Background

Hip arthroscopy is a relatively new procedure in the management of hip disorders [1, 2]. It has first been described by Burman [3] in 1931, but has not evolved into general use since approximately the last two decades [4]. The indications for hip arthroscopy are numerous and include, symptomatic labral tears, femoroacetabular impingement (FAI), loose bodies, synovitis, chondral defects and degenerative conditions of the hip [4, 5]. This broad range of indications also implies a broad range of patients [6, 7]. Arthroscopies are performed on adolescents and professional athletes, but also on older populations (<55 years) [2, 79]. Exact numbers on incidence and prevalence of these surgical interventions are unknown.

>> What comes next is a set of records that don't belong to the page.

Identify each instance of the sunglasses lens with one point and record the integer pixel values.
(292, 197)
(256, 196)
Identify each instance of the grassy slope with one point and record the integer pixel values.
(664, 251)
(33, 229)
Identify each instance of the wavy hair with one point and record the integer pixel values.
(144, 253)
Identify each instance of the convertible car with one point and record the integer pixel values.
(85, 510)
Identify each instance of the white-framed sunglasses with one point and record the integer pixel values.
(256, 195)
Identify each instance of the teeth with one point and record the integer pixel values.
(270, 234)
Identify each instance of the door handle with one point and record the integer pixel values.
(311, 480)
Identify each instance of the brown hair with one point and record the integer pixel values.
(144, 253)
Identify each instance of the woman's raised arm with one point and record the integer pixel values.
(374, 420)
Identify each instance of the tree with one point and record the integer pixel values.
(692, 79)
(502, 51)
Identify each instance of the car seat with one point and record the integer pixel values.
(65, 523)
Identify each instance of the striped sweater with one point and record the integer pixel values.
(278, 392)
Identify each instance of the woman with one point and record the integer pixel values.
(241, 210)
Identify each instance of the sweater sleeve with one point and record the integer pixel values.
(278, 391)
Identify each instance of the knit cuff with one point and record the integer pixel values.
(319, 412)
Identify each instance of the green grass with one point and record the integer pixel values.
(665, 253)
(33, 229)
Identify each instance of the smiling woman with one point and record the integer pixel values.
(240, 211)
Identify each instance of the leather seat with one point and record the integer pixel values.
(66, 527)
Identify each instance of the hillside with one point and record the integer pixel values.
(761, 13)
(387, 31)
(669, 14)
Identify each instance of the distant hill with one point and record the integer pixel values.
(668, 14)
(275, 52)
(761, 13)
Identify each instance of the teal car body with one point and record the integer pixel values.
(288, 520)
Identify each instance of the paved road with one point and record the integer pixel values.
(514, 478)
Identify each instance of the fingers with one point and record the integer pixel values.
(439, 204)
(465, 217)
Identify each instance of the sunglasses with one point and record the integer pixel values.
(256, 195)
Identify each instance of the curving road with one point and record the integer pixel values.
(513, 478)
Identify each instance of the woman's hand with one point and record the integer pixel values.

The number of hip arthroscopies is rising because of improvements in surgical technique and a better understanding of the pathology associated with the hip joint [10]. Therefore, the need for outcome related research increases [10]. One important parameter in outcome-related research in all areas of medicine is the patient's perspective [11]. As Patrick et al. [11] described patient-reported outcomes (PROs) should serve as a golden standard in the assessment of musculoskeletal conditions where the patients perspective and health-related quality of life are of main interest.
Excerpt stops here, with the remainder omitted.